As Egypt’s post-Mubarak regime begins to pursue cooperative water rights agreements with other Nile countries, the Indus River Basin is quickly turning water into a source of makeshift hard power for both India and Pakistan.
Since the Indus Water Treaty of 1960, Pakistan has relied on India for its share of water. Although India chose not to withhold water in any of the Indo-Pakistani wars, a lack of domestic supply limits Pakistani foreign policy and negotiations with its neighbor. Both agricultural supply and energy production, key aspects for internal development and stability, are contingent on continued cooperation between the two countries.
Perhaps then, nothing is quite as threatening for Pakistan as India planning 33 separate dams within the Indus river system. While India claims that it needs the hydropower to fuel its rapid development, the mutual distrust and antagonism between the countries means that the very possibility of decreasing Pakistani water supply is perceived as an act of aggression and a violation of the 1960 agreement.
In parts of both countries, decreasing water levels resulted in a 10–20% decrease in agricultural output. Meanwhile, population growth compounds scarcity by increasing the number of famished and disgruntled citizens, who threaten state security by demanding access to clean water and agricultural goods.
If India were to use its hydro technology to divert water from Pakistan, the country would surely feel a series of shocks, starting with famine and quickly progressing to general chaos. Pakistan has already seen low-level skirmishes as a result of temporary water unavailability. If unavailability were to become the rule, not the exception, the state’s already precarious monopoly on the use of force would be farcical. In this ongoing conflict, water is more than a source of life: It is a weapon capable of internally destabilizing the enemy.

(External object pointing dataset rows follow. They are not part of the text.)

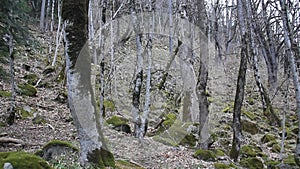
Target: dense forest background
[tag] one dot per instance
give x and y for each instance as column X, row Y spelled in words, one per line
column 149, row 84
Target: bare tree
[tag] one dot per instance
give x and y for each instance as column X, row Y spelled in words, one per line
column 81, row 96
column 139, row 76
column 11, row 118
column 42, row 17
column 288, row 40
column 239, row 97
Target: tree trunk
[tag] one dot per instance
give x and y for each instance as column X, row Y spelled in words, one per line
column 293, row 68
column 11, row 117
column 239, row 97
column 139, row 76
column 81, row 96
column 42, row 17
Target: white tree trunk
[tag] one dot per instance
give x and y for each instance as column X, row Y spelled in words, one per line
column 42, row 17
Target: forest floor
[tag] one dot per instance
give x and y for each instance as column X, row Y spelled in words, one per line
column 58, row 124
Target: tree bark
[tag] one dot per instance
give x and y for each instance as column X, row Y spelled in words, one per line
column 239, row 97
column 81, row 96
column 293, row 68
column 42, row 17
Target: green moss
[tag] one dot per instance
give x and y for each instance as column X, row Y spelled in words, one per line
column 251, row 163
column 219, row 152
column 251, row 101
column 62, row 144
column 249, row 127
column 39, row 119
column 276, row 148
column 109, row 105
column 5, row 94
column 31, row 78
column 101, row 158
column 23, row 160
column 116, row 121
column 206, row 155
column 119, row 124
column 56, row 148
column 170, row 119
column 27, row 90
column 227, row 109
column 24, row 113
column 250, row 151
column 124, row 164
column 189, row 140
column 271, row 164
column 248, row 114
column 165, row 140
column 224, row 166
column 268, row 138
column 290, row 160
column 271, row 143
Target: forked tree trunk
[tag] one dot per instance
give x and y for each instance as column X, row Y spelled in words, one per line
column 139, row 76
column 239, row 96
column 81, row 96
column 290, row 54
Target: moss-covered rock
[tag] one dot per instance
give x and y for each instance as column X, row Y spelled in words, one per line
column 165, row 140
column 224, row 166
column 170, row 119
column 124, row 164
column 119, row 124
column 267, row 138
column 101, row 158
column 290, row 160
column 251, row 101
column 27, row 90
column 228, row 108
column 248, row 114
column 276, row 148
column 109, row 105
column 62, row 97
column 250, row 151
column 206, row 155
column 22, row 160
column 251, row 163
column 219, row 152
column 189, row 140
column 39, row 119
column 271, row 143
column 25, row 112
column 56, row 148
column 31, row 78
column 272, row 164
column 5, row 93
column 250, row 127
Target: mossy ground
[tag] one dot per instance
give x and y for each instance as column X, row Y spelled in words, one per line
column 206, row 155
column 124, row 164
column 5, row 93
column 22, row 160
column 251, row 163
column 27, row 90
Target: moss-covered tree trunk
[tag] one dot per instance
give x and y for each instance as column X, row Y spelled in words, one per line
column 81, row 96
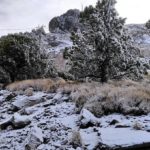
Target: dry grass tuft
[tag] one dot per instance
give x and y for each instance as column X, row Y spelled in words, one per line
column 125, row 96
column 37, row 84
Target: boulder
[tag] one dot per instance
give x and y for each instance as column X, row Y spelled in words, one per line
column 87, row 119
column 17, row 122
column 34, row 139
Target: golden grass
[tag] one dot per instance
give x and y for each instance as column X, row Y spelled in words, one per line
column 37, row 84
column 123, row 96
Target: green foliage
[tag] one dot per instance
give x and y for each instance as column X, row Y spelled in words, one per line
column 20, row 57
column 104, row 49
column 147, row 24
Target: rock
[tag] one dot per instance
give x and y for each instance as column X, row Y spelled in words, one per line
column 122, row 126
column 29, row 92
column 17, row 122
column 66, row 22
column 87, row 119
column 113, row 122
column 58, row 96
column 10, row 96
column 34, row 139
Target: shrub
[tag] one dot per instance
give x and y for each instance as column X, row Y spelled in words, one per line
column 147, row 24
column 20, row 58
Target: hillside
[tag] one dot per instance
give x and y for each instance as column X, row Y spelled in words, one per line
column 56, row 110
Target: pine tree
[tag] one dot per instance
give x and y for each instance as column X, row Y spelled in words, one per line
column 103, row 50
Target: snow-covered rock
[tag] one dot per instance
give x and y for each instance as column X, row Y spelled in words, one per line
column 34, row 139
column 87, row 119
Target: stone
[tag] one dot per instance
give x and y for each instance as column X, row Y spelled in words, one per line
column 17, row 122
column 87, row 119
column 34, row 139
column 28, row 92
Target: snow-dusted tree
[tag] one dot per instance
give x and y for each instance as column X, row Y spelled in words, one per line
column 147, row 24
column 103, row 50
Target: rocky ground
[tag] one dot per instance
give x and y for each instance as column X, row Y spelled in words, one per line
column 48, row 121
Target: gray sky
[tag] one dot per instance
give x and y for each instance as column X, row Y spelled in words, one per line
column 16, row 15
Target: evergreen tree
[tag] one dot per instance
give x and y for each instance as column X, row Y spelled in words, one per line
column 103, row 50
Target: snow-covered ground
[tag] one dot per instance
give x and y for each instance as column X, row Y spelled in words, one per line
column 51, row 121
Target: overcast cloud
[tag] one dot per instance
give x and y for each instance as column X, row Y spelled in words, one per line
column 26, row 14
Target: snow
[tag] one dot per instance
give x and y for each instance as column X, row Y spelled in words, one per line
column 19, row 118
column 123, row 137
column 89, row 138
column 56, row 121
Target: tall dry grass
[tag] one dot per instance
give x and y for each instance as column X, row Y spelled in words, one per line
column 37, row 84
column 123, row 96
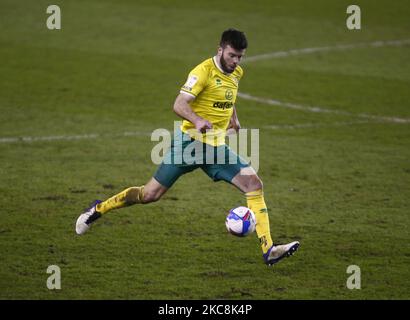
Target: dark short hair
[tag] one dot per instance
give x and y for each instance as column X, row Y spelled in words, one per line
column 235, row 38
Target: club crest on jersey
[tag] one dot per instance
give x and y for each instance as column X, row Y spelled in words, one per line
column 192, row 80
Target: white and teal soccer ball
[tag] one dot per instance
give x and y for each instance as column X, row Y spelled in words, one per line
column 240, row 221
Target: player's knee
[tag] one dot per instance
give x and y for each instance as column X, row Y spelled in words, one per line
column 133, row 195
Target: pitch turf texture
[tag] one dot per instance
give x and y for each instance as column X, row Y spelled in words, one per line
column 337, row 182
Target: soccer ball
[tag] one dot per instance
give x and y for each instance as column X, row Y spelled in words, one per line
column 240, row 221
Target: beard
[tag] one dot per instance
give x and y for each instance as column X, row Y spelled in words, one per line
column 225, row 66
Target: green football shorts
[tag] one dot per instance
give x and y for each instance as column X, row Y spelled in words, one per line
column 187, row 154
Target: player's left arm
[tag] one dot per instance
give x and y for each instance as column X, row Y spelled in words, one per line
column 234, row 122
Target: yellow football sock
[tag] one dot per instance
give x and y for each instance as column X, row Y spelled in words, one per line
column 256, row 203
column 125, row 198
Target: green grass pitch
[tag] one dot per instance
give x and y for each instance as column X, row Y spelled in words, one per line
column 337, row 181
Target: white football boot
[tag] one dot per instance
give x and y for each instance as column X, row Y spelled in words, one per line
column 279, row 251
column 85, row 220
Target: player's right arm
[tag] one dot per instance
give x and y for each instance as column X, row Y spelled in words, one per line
column 183, row 109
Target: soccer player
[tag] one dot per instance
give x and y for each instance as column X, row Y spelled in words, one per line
column 206, row 103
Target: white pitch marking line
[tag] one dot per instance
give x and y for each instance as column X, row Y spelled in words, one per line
column 314, row 125
column 294, row 52
column 316, row 109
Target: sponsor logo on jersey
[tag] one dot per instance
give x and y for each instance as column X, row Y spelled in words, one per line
column 223, row 105
column 229, row 94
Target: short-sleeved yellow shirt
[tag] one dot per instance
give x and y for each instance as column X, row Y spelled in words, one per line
column 215, row 95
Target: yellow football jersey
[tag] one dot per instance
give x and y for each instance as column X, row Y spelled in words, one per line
column 215, row 96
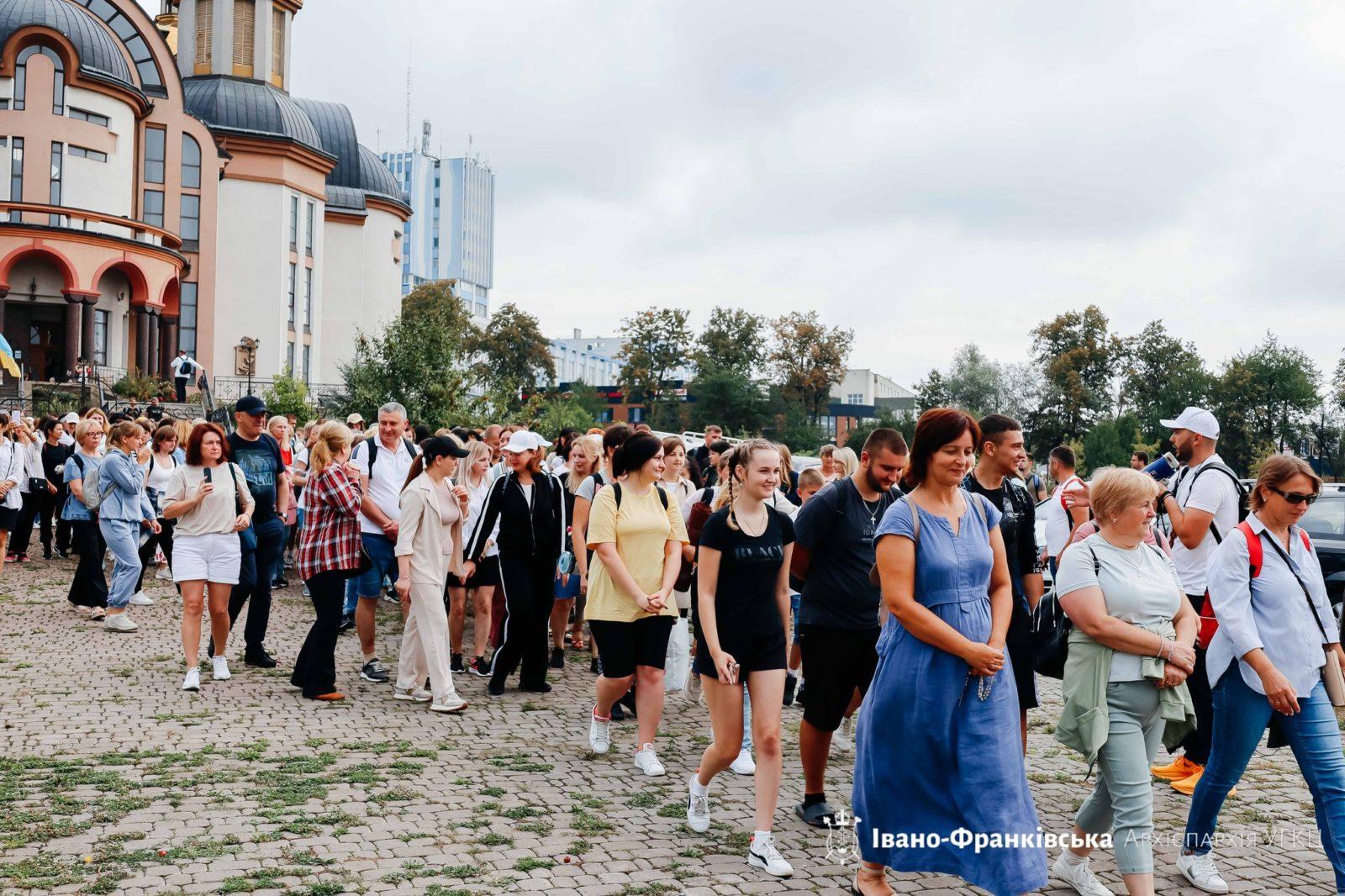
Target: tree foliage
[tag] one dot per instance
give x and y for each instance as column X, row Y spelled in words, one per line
column 421, row 360
column 657, row 343
column 809, row 360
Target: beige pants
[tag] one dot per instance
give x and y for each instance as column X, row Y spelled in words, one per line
column 425, row 643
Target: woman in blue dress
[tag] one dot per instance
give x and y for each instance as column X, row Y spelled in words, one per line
column 939, row 782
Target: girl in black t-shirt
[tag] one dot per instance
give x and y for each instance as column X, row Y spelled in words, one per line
column 740, row 619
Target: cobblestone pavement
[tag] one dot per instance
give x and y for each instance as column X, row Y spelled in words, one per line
column 114, row 781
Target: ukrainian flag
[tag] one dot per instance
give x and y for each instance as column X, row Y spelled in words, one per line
column 7, row 358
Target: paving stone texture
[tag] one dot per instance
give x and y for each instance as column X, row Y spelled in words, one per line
column 113, row 781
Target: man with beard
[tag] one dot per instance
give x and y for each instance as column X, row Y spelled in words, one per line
column 993, row 477
column 838, row 614
column 1203, row 509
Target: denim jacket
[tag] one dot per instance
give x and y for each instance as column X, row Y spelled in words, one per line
column 124, row 485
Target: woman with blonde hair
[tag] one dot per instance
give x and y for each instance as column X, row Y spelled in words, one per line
column 329, row 555
column 430, row 546
column 474, row 477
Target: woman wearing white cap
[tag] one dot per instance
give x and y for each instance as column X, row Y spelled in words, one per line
column 530, row 509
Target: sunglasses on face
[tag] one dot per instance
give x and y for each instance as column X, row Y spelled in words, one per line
column 1295, row 498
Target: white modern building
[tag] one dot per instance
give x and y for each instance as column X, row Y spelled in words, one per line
column 451, row 235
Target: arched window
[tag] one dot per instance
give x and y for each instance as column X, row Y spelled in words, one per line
column 190, row 161
column 20, row 78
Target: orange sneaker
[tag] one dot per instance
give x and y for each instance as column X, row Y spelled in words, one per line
column 1180, row 768
column 1188, row 784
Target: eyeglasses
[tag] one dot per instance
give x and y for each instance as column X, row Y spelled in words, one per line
column 1295, row 498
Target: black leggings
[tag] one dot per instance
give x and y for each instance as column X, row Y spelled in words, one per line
column 89, row 587
column 147, row 551
column 529, row 595
column 22, row 533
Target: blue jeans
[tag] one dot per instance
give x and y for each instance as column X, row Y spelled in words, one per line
column 1241, row 717
column 123, row 537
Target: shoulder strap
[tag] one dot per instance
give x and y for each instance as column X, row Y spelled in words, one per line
column 1255, row 551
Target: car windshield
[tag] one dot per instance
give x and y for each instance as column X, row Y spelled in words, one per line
column 1327, row 517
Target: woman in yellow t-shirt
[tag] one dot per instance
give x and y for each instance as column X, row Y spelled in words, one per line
column 636, row 530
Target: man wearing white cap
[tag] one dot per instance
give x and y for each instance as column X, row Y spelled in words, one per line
column 1204, row 509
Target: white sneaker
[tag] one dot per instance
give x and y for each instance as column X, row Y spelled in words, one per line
column 1079, row 876
column 600, row 736
column 762, row 853
column 119, row 622
column 649, row 762
column 1200, row 871
column 451, row 703
column 697, row 808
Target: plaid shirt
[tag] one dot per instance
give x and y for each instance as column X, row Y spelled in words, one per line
column 330, row 539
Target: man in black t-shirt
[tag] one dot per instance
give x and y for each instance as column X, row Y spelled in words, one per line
column 838, row 613
column 993, row 477
column 259, row 456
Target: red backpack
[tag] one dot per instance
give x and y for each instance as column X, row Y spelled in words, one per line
column 1255, row 553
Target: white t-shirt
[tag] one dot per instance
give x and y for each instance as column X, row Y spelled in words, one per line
column 385, row 485
column 1140, row 586
column 1059, row 525
column 1214, row 493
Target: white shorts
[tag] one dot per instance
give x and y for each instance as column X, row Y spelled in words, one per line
column 215, row 557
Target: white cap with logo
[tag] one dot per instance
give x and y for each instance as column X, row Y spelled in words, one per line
column 1197, row 420
column 525, row 440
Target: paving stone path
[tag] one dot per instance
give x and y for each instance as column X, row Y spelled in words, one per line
column 112, row 781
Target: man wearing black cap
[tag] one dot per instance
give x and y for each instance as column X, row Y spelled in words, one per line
column 259, row 456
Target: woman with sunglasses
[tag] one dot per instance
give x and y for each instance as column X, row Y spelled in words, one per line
column 1266, row 665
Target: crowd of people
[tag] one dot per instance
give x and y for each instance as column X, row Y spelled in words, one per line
column 892, row 593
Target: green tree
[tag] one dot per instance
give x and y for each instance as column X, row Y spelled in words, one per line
column 1263, row 401
column 657, row 343
column 1160, row 377
column 809, row 360
column 1079, row 360
column 421, row 360
column 932, row 392
column 511, row 356
column 288, row 394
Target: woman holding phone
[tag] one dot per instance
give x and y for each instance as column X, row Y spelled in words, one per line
column 741, row 616
column 208, row 502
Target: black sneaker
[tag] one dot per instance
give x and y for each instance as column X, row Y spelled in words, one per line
column 374, row 672
column 259, row 656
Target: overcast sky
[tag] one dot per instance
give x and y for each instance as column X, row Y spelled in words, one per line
column 927, row 174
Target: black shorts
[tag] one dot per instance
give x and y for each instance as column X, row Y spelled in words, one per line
column 488, row 575
column 1022, row 656
column 753, row 649
column 836, row 661
column 623, row 646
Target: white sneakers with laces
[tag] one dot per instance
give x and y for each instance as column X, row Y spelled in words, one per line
column 649, row 762
column 1078, row 875
column 762, row 853
column 600, row 736
column 697, row 808
column 1201, row 872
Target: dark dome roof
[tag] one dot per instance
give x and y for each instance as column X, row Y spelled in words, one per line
column 377, row 179
column 249, row 108
column 100, row 54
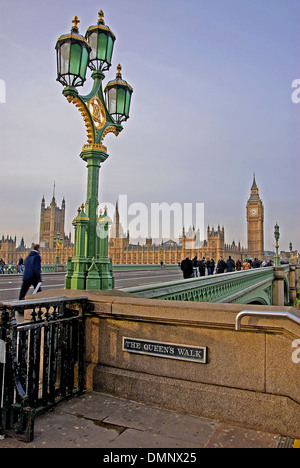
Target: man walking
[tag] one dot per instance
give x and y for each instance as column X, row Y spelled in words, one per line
column 32, row 273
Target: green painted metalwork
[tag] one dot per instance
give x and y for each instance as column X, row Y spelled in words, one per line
column 71, row 68
column 240, row 287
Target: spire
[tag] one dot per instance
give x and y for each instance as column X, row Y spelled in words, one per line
column 53, row 198
column 254, row 185
column 254, row 190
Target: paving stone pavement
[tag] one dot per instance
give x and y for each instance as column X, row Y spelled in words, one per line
column 96, row 420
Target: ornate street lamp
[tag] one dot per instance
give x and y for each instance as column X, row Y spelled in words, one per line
column 277, row 237
column 57, row 240
column 118, row 97
column 291, row 250
column 74, row 54
column 72, row 57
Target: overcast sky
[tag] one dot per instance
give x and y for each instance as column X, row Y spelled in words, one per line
column 212, row 103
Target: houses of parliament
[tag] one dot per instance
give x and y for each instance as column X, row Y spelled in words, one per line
column 122, row 251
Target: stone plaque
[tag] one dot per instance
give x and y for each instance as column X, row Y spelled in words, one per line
column 165, row 350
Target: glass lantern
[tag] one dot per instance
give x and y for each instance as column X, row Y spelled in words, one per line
column 72, row 52
column 101, row 40
column 118, row 97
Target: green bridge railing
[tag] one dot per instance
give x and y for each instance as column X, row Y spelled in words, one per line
column 254, row 285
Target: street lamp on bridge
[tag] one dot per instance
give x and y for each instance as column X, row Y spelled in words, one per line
column 101, row 116
column 277, row 237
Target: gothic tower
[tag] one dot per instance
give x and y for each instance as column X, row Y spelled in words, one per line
column 255, row 223
column 52, row 222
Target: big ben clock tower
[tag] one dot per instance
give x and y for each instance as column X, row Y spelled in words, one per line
column 255, row 224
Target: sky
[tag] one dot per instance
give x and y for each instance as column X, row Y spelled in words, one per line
column 212, row 103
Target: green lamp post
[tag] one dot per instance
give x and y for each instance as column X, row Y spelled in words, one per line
column 291, row 250
column 57, row 240
column 277, row 237
column 101, row 116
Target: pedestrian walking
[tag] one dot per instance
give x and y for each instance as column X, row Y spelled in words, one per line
column 230, row 265
column 221, row 265
column 32, row 273
column 187, row 268
column 195, row 266
column 210, row 264
column 202, row 266
column 20, row 266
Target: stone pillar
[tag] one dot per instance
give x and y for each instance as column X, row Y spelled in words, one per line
column 293, row 291
column 278, row 286
column 297, row 276
column 79, row 261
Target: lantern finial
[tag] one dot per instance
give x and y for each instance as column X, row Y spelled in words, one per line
column 75, row 21
column 119, row 74
column 101, row 16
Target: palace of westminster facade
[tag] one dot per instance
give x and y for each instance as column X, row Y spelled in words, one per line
column 121, row 251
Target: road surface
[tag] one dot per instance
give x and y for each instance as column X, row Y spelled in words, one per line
column 10, row 284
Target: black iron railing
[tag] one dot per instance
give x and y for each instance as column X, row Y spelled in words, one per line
column 41, row 360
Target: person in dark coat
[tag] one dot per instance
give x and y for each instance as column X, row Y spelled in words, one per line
column 187, row 268
column 202, row 266
column 210, row 266
column 221, row 266
column 32, row 273
column 230, row 265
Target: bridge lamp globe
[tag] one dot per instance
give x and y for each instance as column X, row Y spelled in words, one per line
column 118, row 97
column 101, row 40
column 72, row 52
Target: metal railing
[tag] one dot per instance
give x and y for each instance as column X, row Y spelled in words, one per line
column 264, row 314
column 41, row 360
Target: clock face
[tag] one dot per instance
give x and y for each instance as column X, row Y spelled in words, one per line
column 253, row 212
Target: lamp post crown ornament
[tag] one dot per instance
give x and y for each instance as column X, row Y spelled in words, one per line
column 119, row 69
column 75, row 22
column 101, row 16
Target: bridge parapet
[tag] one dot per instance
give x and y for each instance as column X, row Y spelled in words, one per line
column 227, row 287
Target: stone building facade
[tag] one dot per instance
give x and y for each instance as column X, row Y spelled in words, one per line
column 122, row 251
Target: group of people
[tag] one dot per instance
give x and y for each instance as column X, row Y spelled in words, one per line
column 32, row 270
column 10, row 267
column 190, row 268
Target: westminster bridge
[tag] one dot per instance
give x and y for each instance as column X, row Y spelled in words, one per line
column 263, row 286
column 225, row 347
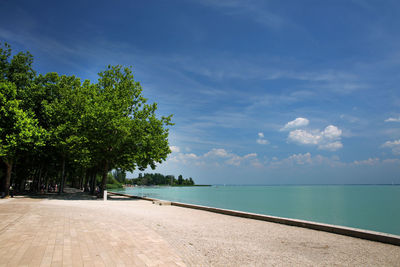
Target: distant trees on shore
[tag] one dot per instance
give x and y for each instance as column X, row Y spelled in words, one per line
column 159, row 179
column 56, row 129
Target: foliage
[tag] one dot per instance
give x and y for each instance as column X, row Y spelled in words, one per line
column 57, row 128
column 159, row 179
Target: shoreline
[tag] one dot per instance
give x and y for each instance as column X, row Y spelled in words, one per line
column 336, row 229
column 45, row 231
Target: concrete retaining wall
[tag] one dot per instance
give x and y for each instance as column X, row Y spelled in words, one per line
column 342, row 230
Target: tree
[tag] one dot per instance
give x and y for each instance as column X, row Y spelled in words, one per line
column 119, row 175
column 124, row 130
column 180, row 179
column 18, row 129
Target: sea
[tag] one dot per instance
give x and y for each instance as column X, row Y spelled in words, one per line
column 369, row 207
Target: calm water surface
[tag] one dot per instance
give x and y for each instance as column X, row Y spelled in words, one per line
column 371, row 207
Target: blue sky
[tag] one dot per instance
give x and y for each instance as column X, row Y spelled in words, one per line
column 262, row 92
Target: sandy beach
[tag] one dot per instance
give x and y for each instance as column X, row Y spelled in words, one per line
column 127, row 232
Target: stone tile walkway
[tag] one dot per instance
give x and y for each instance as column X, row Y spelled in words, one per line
column 48, row 232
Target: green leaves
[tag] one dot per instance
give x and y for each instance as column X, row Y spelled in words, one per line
column 100, row 126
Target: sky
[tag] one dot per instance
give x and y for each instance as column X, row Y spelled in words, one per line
column 261, row 92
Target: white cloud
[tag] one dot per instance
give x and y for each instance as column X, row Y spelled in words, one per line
column 393, row 119
column 331, row 146
column 297, row 123
column 174, row 149
column 214, row 157
column 394, row 145
column 217, row 152
column 370, row 161
column 328, row 139
column 261, row 140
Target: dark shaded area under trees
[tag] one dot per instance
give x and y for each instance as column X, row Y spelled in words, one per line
column 159, row 179
column 59, row 130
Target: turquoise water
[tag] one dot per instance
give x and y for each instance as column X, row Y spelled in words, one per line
column 370, row 207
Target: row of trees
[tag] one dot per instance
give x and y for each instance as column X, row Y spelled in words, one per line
column 58, row 129
column 159, row 179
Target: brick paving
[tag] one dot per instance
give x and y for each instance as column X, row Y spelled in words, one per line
column 46, row 232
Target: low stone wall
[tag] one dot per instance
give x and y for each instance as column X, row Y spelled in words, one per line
column 342, row 230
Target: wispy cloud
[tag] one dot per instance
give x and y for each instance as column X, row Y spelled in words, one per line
column 393, row 119
column 253, row 10
column 394, row 145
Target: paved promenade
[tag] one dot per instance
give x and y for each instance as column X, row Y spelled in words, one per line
column 39, row 232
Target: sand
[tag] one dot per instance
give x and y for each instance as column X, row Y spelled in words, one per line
column 200, row 238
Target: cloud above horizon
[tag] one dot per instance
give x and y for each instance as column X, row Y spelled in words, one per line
column 328, row 139
column 297, row 123
column 394, row 145
column 261, row 140
column 393, row 119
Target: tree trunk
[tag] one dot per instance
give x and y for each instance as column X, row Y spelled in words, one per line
column 8, row 176
column 62, row 177
column 93, row 183
column 104, row 180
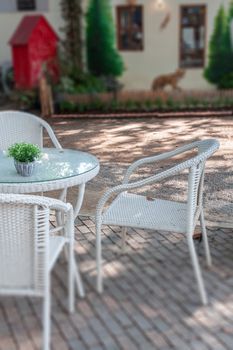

For the U.S. especially, maintaining Pakistani stability through water must become a foreign policy priority. If nothing else, ensuring quality of life through water access is an excellent way to curtail the “decentralized affiliates” currently plaguing Pakistan’s countryside. Additionally, exercising U.S. leadership through successful arbitration would increase soft power within the region, and could be used to combat the perception of “Fortress America” abroad.
Both India and Pakistan should take a lesson from post-Mubarak Egypt: Honest cooperation is in the best interest of all parties. While decades of rivalry between the two countries makes mutual distrust easier, instability in one country will only lead to instability in the other. Ultimately, if both countries want to avoid the ticking population bomb, cooperation is the only answer.